Questo weekend da malata mi sono data alla visione di qualche nuova uscita più o meno attesa.
Primo film: Le Idi di Marzo.
Devo ammettere di essere partita prevenuta su questo, per ovvia via dei protagonisti coinvolti. In primissimus Ryan Gosling (che ricordo ai lettori, non ho scoperto adesso come la maggior parte della critica e delle ragazzine urlanti, giusto per chiarire), ottimo attore, ottime critiche negli ultimi mesi; dopo aver visto con idolatro rapimento Drive era impossibile non avere aspettative alte e preconcetti di gloria e sterotipi. Invece se la cava fuori dal personaggio del sex symbol anche dopo Crazy Stupid Love. Diciamo che la competizione con George Clooney non c’era perchè il vecchiardo, ehm, veterano e regista non si pone mai nella spot light come bell’uomo, ma rimane il personaggio politico che aleggia un po’ sullo sfondo. Questo è uno dei pregi principali del film, complimenti per l’umiltà registica.
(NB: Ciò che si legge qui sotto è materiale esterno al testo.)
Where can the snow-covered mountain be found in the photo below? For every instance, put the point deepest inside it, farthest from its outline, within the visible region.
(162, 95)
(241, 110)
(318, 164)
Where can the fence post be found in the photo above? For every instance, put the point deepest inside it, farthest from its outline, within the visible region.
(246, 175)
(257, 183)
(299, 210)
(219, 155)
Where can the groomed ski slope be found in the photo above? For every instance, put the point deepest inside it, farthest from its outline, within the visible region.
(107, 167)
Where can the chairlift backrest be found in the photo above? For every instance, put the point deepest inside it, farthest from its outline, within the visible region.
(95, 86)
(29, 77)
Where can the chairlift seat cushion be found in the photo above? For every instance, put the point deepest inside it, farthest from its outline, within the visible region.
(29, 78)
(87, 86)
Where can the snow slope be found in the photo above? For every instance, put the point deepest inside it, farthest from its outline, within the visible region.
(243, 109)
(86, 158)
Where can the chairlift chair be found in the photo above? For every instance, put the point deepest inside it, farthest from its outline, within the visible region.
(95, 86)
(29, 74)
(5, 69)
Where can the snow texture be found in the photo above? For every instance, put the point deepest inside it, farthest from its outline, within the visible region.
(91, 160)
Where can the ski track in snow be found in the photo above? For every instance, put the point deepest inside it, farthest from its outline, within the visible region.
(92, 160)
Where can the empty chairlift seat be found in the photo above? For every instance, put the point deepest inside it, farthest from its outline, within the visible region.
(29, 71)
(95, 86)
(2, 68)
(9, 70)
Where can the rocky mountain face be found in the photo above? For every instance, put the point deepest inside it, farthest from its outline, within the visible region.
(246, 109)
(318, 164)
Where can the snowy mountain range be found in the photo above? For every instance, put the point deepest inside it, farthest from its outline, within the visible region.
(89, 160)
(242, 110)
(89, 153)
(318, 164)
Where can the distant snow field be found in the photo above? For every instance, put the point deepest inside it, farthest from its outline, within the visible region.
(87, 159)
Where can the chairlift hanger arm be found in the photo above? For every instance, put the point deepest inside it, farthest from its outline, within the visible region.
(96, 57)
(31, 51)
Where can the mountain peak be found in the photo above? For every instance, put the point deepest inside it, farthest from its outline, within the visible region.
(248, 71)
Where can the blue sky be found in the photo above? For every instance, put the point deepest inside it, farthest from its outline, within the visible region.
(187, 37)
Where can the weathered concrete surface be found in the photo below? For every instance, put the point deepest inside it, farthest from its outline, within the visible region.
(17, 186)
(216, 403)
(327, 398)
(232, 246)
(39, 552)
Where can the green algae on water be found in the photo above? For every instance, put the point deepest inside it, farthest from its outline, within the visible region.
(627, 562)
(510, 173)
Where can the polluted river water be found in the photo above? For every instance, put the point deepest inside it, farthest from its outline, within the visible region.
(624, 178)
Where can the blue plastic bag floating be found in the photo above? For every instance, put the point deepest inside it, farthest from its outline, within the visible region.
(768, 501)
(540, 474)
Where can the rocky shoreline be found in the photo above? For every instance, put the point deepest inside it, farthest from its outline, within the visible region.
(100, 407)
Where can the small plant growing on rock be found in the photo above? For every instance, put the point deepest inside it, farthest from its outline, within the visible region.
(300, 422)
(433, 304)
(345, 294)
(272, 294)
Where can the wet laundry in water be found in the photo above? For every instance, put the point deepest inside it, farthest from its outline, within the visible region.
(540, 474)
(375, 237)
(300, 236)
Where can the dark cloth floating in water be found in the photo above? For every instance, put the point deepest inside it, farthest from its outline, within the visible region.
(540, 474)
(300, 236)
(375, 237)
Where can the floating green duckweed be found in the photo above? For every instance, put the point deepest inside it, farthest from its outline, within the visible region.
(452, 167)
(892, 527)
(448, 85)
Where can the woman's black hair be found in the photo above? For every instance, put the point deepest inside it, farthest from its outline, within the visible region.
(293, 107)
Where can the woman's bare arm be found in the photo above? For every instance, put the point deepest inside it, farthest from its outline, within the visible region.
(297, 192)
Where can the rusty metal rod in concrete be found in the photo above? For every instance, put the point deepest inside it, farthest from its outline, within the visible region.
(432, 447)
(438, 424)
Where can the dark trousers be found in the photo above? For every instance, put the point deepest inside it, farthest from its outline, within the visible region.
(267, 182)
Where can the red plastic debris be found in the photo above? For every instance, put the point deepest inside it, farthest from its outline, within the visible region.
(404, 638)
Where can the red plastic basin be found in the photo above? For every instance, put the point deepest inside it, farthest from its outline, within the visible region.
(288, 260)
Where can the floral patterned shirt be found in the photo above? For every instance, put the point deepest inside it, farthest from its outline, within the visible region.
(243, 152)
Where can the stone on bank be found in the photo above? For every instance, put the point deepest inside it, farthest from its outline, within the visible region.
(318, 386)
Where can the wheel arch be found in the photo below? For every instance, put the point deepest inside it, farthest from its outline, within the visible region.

Passiamo agli altri punti forti del cast, quei nomi che lo sai prima di vedere un film che quando ci sono loro dei crediti il film deve essere bello: parliamo di Philip Seymour Hoffman e Paul Giamatti. Infatti rendono, punto, anche quando non sono protagonisti.
Il terzo punto di scetticismo è la politica, come ti approcci in periodo di rielezioni ad un film che racconto di candidati alla presidenza? Con scetticismo, appunto.
La prima metà del film infatti rimane un po’ sotto tono e sopra le righe con la polemica velata, l’idealismo portato all’eccesso di alcuni discorsi, nobiltà politica e cambiamenti radicali; poster di Clooney in versione Obama. Per 45 minuti sembra che ci stiano facendo capire che non sono molto soddisfatti con la promessa rivoluzionaria inavverata del Presidente.
Poi di colpo suona un telefono, la faccia sconvolta di Ryan Gosling e le lacrime della brava (si, è brava) Evan Rachel Wood stravolgono la situazione e il film diventa un ottimo thriller solo un po’ politico. Valeva la pena aspettare.
Ideali, morale, politica, umanità. Non sono temi principali di Le Idi di Marzo, solo lo sfondo per un thriller molto ben girato.
Secondo film: Martha, Marcy, May, Marlene.
E’ il debutto ufficiale di un’ulteriore Olsen, la sorella minore delle mini-gemelle, Elizabeth Olsen, 22 anni di talendo ed emozione.
Il film tocca un argomento torrido, i gruppi/culto nell’america rulale, quelli sulla scia di Manson per intenderci. Quelli che fanno il lavaggio del cervello alle ragazzine scappate di casa.
La storia di Martha, Marcy May e Marlene per i membri del culto, è complessa e psicologica. Forse troppo per la sceneggiatura che non riesce a rendere un racconto abbastanza complesso, ma a colmare le lacune di sceneggiatura c’è la regia che salta tra presente al sicuto e passato nel culto senza strappi e, soprattutto, la profondità del personaggio intepretato magnificamente dalla Olsen. Si può persino arrivare a dire che sia lei a reggere l’intero film, aiutata dagli sbalzi temporali che riflettono le paure del personaggio e portano lentamente al finale.
Non è facile da vedere, è lento e crudo, ma ne vale la pena.